But, as I’ve mentioned in other posts, I’m going through slides and memories. I’ve been thinking, as I’ve looked at slides, about the reasons for which I have amputated kids’ limbs. I’ll tell you a few!

Personally I have not been involved in amputating a child’s limb in Australia. In Ethiopia I have done a lot – too many to count! I just want to mention the reasons. These are not listed in a time sequence, except the first.

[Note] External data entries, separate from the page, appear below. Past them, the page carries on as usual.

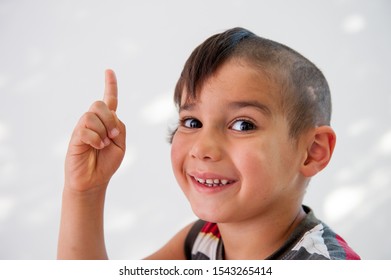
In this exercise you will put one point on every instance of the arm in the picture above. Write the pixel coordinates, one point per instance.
(95, 152)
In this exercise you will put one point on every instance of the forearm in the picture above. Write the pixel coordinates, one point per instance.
(81, 230)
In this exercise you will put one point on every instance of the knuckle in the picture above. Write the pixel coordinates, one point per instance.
(97, 106)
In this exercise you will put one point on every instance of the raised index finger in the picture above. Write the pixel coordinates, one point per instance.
(111, 90)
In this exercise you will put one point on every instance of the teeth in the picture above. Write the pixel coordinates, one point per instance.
(213, 182)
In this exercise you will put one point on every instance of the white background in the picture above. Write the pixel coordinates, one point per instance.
(52, 60)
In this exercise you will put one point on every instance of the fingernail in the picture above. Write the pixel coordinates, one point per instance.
(114, 132)
(106, 141)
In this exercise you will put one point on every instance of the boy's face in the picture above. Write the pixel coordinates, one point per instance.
(232, 155)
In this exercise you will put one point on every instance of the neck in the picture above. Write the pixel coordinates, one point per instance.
(259, 238)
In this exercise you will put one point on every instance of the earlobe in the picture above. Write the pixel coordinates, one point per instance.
(319, 150)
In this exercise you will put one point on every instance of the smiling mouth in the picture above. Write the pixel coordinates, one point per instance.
(214, 182)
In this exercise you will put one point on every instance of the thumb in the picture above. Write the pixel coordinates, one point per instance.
(110, 96)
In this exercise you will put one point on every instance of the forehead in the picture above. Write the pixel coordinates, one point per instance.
(237, 81)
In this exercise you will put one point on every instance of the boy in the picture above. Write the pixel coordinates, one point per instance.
(254, 128)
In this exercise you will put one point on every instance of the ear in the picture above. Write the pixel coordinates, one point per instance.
(320, 148)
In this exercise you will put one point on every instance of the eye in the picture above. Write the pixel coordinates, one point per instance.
(191, 123)
(243, 125)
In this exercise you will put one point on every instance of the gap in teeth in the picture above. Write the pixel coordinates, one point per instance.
(212, 182)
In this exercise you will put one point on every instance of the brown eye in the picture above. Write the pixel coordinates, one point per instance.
(192, 123)
(243, 125)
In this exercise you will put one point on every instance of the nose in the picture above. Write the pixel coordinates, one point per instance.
(207, 146)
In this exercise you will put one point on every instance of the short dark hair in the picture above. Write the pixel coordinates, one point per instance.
(305, 95)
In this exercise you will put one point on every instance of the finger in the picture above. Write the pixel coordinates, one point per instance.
(107, 118)
(111, 90)
(92, 122)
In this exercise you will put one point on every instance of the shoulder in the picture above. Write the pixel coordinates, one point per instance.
(174, 249)
(318, 241)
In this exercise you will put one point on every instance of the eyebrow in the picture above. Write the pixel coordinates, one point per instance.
(235, 105)
(251, 103)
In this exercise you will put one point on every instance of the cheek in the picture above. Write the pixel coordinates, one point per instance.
(177, 155)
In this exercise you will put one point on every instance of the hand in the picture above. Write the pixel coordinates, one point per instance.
(97, 146)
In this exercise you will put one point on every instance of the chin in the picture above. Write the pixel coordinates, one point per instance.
(209, 216)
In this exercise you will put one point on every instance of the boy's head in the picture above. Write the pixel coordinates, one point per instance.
(305, 97)
(242, 100)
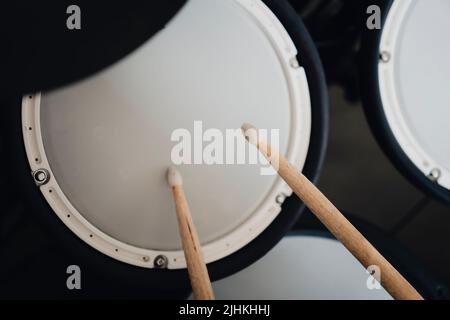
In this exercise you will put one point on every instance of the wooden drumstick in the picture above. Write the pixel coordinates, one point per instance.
(198, 273)
(334, 220)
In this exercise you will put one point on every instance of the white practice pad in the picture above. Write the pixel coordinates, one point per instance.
(302, 267)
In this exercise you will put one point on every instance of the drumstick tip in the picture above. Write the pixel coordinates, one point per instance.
(174, 177)
(250, 133)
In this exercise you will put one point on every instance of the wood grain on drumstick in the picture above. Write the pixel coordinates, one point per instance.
(198, 273)
(334, 220)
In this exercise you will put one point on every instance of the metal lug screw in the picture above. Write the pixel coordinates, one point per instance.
(161, 262)
(41, 177)
(435, 174)
(385, 56)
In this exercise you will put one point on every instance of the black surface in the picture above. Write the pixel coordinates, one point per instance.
(47, 246)
(39, 52)
(373, 107)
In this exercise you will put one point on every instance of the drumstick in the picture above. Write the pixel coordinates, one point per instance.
(198, 273)
(334, 220)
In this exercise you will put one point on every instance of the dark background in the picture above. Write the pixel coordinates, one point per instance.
(358, 177)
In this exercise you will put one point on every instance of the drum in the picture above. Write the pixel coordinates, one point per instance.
(99, 149)
(405, 72)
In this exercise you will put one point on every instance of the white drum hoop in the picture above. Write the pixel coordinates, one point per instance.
(391, 102)
(74, 220)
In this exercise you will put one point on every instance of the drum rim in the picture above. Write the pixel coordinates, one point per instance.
(254, 250)
(267, 209)
(376, 116)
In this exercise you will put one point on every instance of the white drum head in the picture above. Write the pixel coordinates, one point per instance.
(414, 75)
(302, 267)
(106, 141)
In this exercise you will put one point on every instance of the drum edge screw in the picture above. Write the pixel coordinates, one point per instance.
(434, 175)
(385, 56)
(41, 177)
(294, 63)
(161, 262)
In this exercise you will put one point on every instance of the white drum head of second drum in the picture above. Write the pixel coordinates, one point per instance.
(414, 78)
(106, 141)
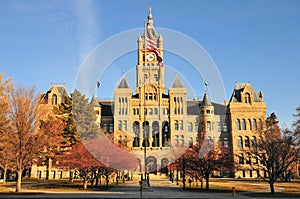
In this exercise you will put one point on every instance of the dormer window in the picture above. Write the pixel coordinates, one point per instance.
(54, 99)
(247, 98)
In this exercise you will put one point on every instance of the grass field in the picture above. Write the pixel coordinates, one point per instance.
(252, 188)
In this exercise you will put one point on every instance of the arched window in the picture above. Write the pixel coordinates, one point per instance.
(54, 99)
(176, 140)
(250, 125)
(253, 141)
(150, 111)
(190, 141)
(176, 124)
(247, 142)
(210, 141)
(260, 124)
(120, 125)
(247, 98)
(182, 140)
(243, 124)
(190, 127)
(238, 124)
(226, 142)
(240, 142)
(254, 124)
(220, 142)
(208, 124)
(181, 125)
(136, 128)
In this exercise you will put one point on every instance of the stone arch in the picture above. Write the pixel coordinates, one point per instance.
(54, 99)
(155, 134)
(136, 131)
(145, 134)
(151, 164)
(164, 165)
(165, 133)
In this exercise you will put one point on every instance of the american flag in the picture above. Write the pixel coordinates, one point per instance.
(151, 46)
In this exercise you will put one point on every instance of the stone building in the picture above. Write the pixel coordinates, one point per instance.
(164, 122)
(157, 124)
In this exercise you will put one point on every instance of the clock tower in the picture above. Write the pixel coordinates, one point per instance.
(150, 69)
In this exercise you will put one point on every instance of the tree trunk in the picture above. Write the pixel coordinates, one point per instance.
(85, 181)
(272, 188)
(19, 180)
(207, 183)
(97, 181)
(4, 174)
(47, 168)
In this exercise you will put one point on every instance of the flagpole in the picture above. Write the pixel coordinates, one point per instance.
(144, 136)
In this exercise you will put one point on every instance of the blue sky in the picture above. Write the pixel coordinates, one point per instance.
(249, 40)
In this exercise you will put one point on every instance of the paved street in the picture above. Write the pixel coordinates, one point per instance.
(161, 187)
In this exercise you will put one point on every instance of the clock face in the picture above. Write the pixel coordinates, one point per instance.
(150, 57)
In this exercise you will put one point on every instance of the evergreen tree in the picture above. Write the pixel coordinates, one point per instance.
(70, 133)
(84, 116)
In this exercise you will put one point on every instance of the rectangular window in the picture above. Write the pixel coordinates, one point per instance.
(241, 158)
(208, 124)
(219, 127)
(120, 125)
(125, 125)
(196, 126)
(225, 127)
(111, 128)
(181, 125)
(190, 127)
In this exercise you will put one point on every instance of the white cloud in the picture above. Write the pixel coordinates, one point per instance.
(87, 26)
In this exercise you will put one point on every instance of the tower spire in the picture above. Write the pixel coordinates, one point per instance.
(150, 21)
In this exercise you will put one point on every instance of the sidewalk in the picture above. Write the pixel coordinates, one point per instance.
(161, 187)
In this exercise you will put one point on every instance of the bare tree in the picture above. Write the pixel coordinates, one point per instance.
(5, 148)
(51, 130)
(25, 141)
(275, 152)
(203, 163)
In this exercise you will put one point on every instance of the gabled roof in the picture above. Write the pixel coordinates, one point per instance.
(240, 88)
(94, 101)
(206, 101)
(177, 83)
(123, 83)
(150, 30)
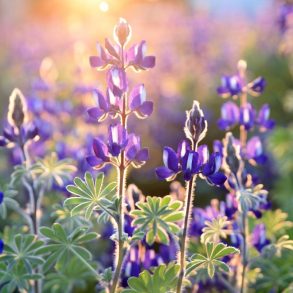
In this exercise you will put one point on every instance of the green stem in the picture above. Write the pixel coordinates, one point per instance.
(183, 244)
(121, 194)
(245, 256)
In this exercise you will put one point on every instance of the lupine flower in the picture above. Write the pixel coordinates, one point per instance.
(258, 237)
(134, 153)
(229, 116)
(247, 116)
(1, 197)
(138, 103)
(137, 59)
(18, 131)
(263, 119)
(190, 163)
(230, 86)
(1, 246)
(118, 140)
(117, 81)
(235, 85)
(254, 151)
(110, 56)
(196, 125)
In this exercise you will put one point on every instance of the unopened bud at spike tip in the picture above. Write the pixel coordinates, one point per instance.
(122, 32)
(196, 124)
(17, 109)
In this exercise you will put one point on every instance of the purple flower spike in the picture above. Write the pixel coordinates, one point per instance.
(136, 58)
(100, 112)
(1, 197)
(210, 170)
(138, 103)
(134, 152)
(183, 148)
(258, 237)
(117, 81)
(230, 116)
(254, 151)
(264, 120)
(230, 86)
(247, 116)
(190, 165)
(117, 139)
(1, 246)
(171, 162)
(257, 86)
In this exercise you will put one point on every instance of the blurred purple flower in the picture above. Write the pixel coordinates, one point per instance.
(258, 237)
(229, 116)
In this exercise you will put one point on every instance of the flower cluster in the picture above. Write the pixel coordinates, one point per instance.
(18, 131)
(190, 159)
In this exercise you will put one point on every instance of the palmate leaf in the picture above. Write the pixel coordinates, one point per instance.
(212, 260)
(61, 247)
(23, 251)
(157, 217)
(215, 230)
(90, 195)
(71, 275)
(163, 279)
(276, 223)
(51, 170)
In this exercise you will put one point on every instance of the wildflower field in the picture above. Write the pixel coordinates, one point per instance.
(146, 146)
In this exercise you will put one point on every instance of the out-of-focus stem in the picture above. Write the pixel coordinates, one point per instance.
(184, 238)
(244, 219)
(121, 194)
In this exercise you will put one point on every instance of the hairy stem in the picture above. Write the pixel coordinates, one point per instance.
(121, 194)
(184, 238)
(245, 257)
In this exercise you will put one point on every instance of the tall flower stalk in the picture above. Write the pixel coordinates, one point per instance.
(123, 149)
(192, 160)
(238, 152)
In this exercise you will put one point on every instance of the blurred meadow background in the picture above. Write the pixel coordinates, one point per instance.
(44, 50)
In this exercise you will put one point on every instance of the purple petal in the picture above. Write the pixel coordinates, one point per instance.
(145, 110)
(142, 155)
(137, 97)
(100, 149)
(170, 159)
(95, 162)
(182, 149)
(217, 179)
(95, 113)
(149, 62)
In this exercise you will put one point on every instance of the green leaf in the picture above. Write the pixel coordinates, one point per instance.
(211, 262)
(23, 251)
(90, 195)
(62, 246)
(163, 279)
(156, 216)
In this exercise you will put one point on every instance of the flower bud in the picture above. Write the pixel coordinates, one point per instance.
(122, 32)
(196, 125)
(231, 154)
(17, 109)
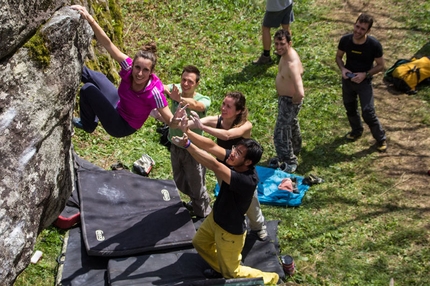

  1. The first one, and that soon after I arrived as a young surgeon (28) in the country, was because a kid, playing in the paddock came across an old unexploded Italian bomb. He succeeded in making it explode amd lost an arm, an eye and had a piece of bomb lodged in his heart. Three operations on the same boy at the same time. He did well and left – one armed, one eyed but with a normal working heart.

2. Another because he was run over by a train. He lost 3 limbs, both legs above knee and one arm below his elbow. I was not the first to operate on him but had later to revise a poor job. As he told me the story later, I wished that I had been the first surgeon, because if he told me the truth (and I have no reason to doubt him) we could have preserved more limb length than was saved. I had to reoperate soon after I first met him because there were spikes of bone sticking into his skin making every movement there excruciating.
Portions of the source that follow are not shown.